Partial Column Update During Load

Doris supports partial column updates during data loading, which allows you to update only specific columns in a table without providing values for all columns. This capability is especially useful in the following scenarios:

  • Updating a small number of fields in a wide table
  • Performing incremental updates (Upsert on partial columns)

For details on how to perform partial column updates on Unique Key tables and Aggregate tables, see Column Update.

Load Method Overview

Loading in Doris involves several aspects, including data sources, data formats, load methods, error data handling, data transformation, and transactions. The following table summarizes the suitable scenarios, supported file formats, and load modes for each method:

Load methodUse caseSupported file formatsLoad mode
Stream LoadLoading local files or application writescsv, json, parquet, orcSynchronous
Broker LoadLoading from object storage, HDFS, etc.csv, json, parquet, orcAsynchronous
INSERT INTO VALUESLoading through interfaces such as JDBCSQLSynchronous
INSERT INTO SELECTLoading from external tables, object storage, or HDFSSQLSynchronous
Routine LoadReal-time loading from Kafkacsv, jsonAsynchronous
MySQL LoadLoading from local datacsvSynchronous
Group CommitHigh-frequency small-batch loadingDepends on the load method used-
Streaming JobContinuous loading from sources such as MySQL, PostgreSQL, and S3Depends on the data sourceAsynchronous

FAQ

Q1: Which load method should be chosen for high-concurrency, small-batch writes?

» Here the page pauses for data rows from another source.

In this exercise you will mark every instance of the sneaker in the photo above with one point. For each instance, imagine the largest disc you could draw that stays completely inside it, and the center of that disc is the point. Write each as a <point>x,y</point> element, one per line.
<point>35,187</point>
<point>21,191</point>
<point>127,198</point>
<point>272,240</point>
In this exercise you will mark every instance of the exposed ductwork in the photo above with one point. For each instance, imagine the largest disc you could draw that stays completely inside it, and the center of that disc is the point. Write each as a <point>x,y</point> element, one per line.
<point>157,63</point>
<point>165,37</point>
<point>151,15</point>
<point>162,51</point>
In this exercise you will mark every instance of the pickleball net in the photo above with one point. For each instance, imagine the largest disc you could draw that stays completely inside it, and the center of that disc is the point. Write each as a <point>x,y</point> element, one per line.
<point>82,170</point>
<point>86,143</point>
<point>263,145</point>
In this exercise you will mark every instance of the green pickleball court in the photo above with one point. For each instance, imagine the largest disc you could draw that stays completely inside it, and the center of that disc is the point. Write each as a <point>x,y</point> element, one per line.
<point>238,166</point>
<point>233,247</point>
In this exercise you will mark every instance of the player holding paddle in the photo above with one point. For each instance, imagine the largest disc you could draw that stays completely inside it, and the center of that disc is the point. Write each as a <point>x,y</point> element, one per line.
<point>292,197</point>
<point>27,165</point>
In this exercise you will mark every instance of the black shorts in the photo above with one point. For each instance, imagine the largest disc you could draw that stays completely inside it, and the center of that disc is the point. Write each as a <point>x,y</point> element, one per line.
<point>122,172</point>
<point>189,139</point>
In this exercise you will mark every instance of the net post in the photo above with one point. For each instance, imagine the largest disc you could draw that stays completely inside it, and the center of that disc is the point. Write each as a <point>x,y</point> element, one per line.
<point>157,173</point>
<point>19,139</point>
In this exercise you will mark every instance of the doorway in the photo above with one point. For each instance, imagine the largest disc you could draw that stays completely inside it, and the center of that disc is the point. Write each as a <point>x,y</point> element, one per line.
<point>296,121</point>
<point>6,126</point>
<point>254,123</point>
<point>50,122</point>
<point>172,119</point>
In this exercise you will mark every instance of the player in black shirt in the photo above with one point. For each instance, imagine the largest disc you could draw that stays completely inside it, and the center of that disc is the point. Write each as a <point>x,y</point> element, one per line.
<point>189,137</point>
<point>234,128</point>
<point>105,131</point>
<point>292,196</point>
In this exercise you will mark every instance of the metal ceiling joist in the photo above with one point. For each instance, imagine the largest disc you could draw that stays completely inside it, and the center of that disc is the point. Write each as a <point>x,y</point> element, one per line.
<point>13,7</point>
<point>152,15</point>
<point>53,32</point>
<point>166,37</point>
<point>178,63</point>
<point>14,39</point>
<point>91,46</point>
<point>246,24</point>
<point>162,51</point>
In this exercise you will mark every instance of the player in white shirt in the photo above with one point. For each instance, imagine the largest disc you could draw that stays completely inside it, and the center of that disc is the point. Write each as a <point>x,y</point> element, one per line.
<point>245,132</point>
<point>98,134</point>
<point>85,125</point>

Enable Group Commit and use it together with JDBC INSERT or Stream Load. When concurrency exceeds 20, or when multiple writes occur within 1 minute, Group Commit can significantly reduce load pressure.

Q2: What is the difference between Routine Load and the Doris Kafka Connector?

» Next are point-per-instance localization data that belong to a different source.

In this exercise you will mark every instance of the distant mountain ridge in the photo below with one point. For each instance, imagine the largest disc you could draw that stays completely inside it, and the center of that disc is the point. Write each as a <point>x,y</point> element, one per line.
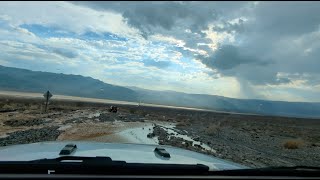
<point>73,85</point>
<point>220,103</point>
<point>15,79</point>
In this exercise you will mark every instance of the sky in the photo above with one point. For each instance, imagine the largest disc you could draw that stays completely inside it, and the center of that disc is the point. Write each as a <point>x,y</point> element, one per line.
<point>248,50</point>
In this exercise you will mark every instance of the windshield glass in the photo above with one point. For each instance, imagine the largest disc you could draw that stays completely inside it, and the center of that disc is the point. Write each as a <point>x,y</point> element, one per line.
<point>236,82</point>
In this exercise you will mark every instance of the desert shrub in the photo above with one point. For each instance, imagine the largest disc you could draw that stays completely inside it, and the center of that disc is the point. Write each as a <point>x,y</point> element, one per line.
<point>293,144</point>
<point>213,129</point>
<point>144,113</point>
<point>132,111</point>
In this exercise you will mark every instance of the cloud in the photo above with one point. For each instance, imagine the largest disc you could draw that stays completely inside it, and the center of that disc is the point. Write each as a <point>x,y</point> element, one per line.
<point>157,64</point>
<point>65,52</point>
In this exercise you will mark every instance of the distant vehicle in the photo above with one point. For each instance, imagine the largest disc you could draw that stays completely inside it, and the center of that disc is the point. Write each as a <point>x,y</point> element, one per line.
<point>113,109</point>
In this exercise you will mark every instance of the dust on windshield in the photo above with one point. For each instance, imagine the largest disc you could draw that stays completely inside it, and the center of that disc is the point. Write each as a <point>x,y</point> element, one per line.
<point>237,81</point>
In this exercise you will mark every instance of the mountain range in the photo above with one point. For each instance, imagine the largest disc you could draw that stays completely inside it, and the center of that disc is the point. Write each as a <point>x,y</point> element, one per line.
<point>15,79</point>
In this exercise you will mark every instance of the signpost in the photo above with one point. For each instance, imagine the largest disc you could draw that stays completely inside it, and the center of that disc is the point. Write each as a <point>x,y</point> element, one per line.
<point>47,95</point>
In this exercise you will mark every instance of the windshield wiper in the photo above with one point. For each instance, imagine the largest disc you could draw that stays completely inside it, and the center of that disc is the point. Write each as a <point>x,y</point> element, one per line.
<point>302,171</point>
<point>96,165</point>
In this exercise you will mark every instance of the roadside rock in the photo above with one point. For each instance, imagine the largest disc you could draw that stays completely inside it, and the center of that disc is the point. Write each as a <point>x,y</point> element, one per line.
<point>33,122</point>
<point>31,136</point>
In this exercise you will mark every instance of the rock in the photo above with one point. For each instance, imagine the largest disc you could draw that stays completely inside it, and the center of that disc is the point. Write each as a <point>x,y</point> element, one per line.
<point>31,136</point>
<point>196,138</point>
<point>16,123</point>
<point>151,135</point>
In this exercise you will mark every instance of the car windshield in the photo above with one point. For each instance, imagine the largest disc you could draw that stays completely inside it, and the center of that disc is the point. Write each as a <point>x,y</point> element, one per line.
<point>227,84</point>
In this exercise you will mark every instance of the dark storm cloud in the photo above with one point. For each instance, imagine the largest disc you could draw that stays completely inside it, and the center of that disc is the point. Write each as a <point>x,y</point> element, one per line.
<point>273,40</point>
<point>148,17</point>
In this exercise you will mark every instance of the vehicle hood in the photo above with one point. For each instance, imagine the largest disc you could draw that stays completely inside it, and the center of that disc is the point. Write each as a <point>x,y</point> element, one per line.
<point>131,153</point>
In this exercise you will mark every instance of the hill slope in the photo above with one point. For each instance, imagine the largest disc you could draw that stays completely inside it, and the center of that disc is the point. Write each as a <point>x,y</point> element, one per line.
<point>73,85</point>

  • Routine Load: Doris schedules tasks that actively pull data from Kafka. Supports csv and json formats.
  • Doris Kafka Connector: Kafka actively pushes data into Doris. Supports avro, json, csv, and protobuf formats.

Q3: How do you load local files into Doris?

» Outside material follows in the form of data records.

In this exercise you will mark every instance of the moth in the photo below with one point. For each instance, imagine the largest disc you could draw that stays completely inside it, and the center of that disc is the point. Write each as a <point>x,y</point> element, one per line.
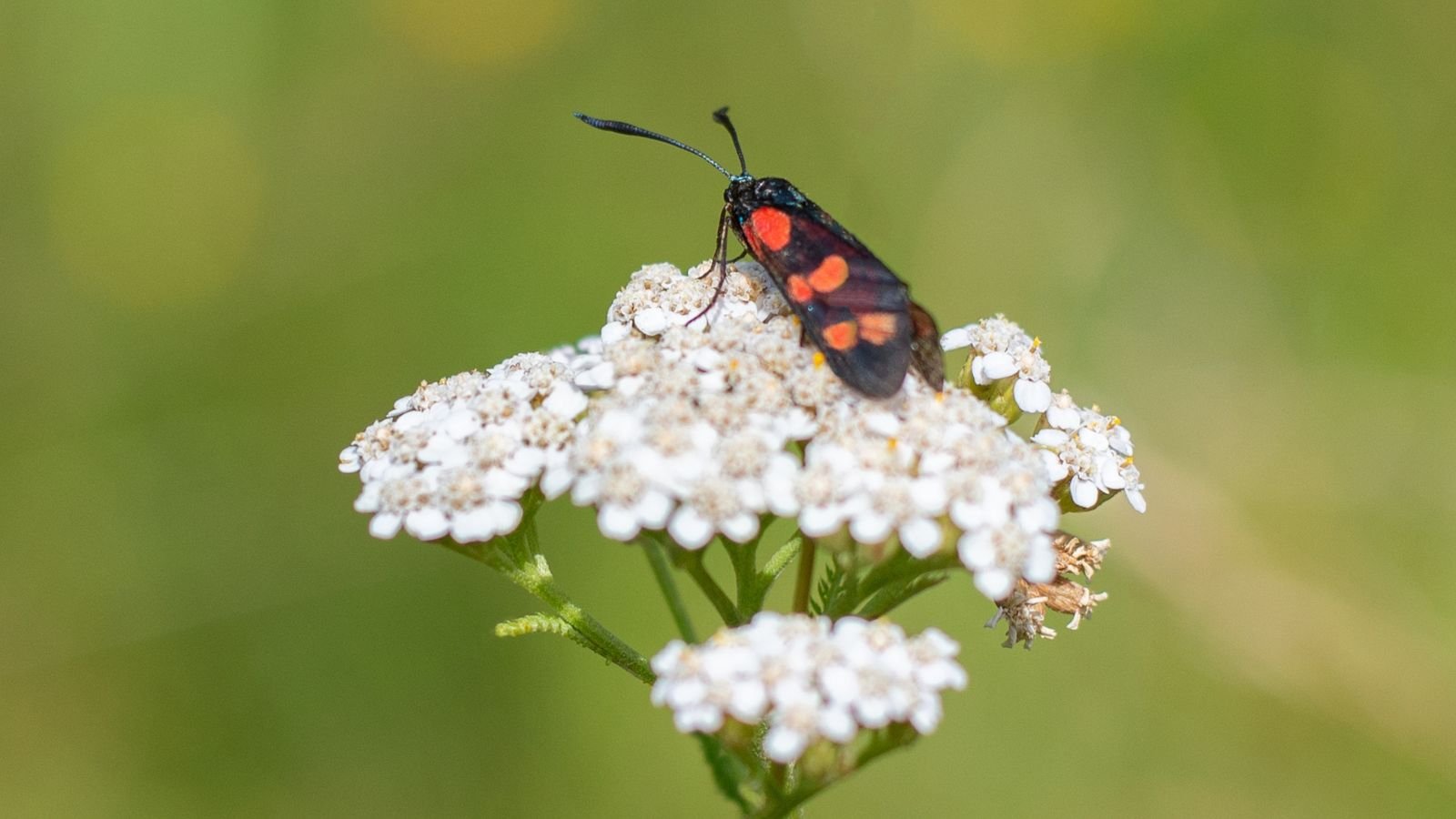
<point>852,307</point>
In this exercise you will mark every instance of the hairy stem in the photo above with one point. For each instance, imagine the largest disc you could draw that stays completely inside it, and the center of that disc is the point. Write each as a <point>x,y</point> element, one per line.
<point>662,573</point>
<point>693,564</point>
<point>805,581</point>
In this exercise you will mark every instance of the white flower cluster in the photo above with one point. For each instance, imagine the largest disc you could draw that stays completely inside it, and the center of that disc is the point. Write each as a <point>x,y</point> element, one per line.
<point>695,438</point>
<point>703,424</point>
<point>1094,452</point>
<point>1002,350</point>
<point>808,678</point>
<point>456,457</point>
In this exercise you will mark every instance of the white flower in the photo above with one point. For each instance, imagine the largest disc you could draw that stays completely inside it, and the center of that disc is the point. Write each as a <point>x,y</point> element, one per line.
<point>456,457</point>
<point>1089,453</point>
<point>812,681</point>
<point>1002,350</point>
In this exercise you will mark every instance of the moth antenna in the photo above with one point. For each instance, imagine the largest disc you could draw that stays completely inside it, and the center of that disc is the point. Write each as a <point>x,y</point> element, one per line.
<point>721,116</point>
<point>638,131</point>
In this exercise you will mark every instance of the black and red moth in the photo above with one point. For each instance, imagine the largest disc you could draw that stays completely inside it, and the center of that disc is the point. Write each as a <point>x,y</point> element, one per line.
<point>851,305</point>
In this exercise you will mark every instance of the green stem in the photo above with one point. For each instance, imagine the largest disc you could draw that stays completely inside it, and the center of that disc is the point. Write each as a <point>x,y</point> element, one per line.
<point>885,742</point>
<point>772,569</point>
<point>536,579</point>
<point>744,570</point>
<point>805,581</point>
<point>715,595</point>
<point>892,596</point>
<point>521,564</point>
<point>903,567</point>
<point>662,573</point>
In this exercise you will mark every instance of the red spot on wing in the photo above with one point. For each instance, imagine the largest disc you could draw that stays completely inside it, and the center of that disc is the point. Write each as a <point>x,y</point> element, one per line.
<point>771,227</point>
<point>800,290</point>
<point>830,274</point>
<point>877,329</point>
<point>842,336</point>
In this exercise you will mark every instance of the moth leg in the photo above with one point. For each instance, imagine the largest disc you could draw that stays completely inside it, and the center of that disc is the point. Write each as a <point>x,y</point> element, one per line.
<point>720,264</point>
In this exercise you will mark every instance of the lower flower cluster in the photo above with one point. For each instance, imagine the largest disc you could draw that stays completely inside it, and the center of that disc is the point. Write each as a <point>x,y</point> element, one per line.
<point>699,416</point>
<point>812,680</point>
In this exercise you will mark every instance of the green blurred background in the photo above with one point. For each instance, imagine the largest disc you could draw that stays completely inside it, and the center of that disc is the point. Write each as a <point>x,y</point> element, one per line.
<point>232,234</point>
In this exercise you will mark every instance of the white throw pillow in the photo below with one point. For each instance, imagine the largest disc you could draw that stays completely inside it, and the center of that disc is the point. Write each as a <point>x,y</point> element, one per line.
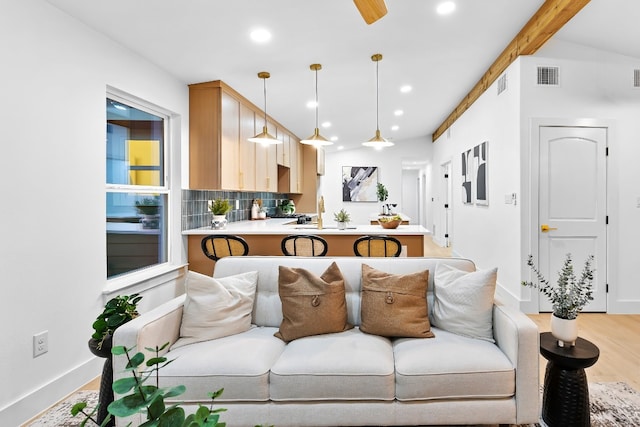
<point>463,301</point>
<point>216,308</point>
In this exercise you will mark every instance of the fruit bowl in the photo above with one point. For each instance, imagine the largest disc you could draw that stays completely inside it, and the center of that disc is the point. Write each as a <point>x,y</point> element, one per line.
<point>390,222</point>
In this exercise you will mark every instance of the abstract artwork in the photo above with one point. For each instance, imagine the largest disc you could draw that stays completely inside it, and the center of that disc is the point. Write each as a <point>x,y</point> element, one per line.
<point>480,166</point>
<point>466,177</point>
<point>359,183</point>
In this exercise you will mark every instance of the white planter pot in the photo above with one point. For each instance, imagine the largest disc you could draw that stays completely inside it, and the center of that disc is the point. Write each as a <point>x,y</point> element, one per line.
<point>564,330</point>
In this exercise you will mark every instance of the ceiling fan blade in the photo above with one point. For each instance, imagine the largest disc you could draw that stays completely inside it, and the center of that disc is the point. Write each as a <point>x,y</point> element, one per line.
<point>371,10</point>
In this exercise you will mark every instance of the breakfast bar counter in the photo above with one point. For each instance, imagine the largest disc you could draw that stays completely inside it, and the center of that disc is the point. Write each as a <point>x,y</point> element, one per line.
<point>264,237</point>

You can use Stream Load (suitable for small and medium files) or Doris Streamloader (suitable for large-file batch scenarios).

Q4: Can data from external data sources such as Hive or Iceberg be loaded into Doris?

Yes. First connect to the external data source through a Catalog, then use INSERT INTO SELECT to synchronously write the data into Doris. For asynchronous execution, combine it with JOB scheduling.

Q5: Are there transactional guarantees for loading?

Yes. Each load in Doris is by default an implicit transaction. For details, see Transaction.

Q6: How do you choose between Streaming Job and Flink CDC?

  • Streaming Job: A built-in capability of Doris that does not depend on external components such as Flink or Kafka. It supports table-level and database-level sync for MySQL and PostgreSQL, as well as continuous loading from S3. Database-level sync can automatically create tables, while table-level sync provides exactly-once semantics and supports SQL processing.
  • Flink CDC: Requires deploying a Flink cluster. It is suitable for scenarios that already have a Flink stream-processing system, require complex ETL processing, or need multi-target sync.

If you only need to continuously synchronize MySQL or PostgreSQL data into Doris and have no external stream-processing requirements, prefer Streaming Job. For details, see Continuous Load Overview.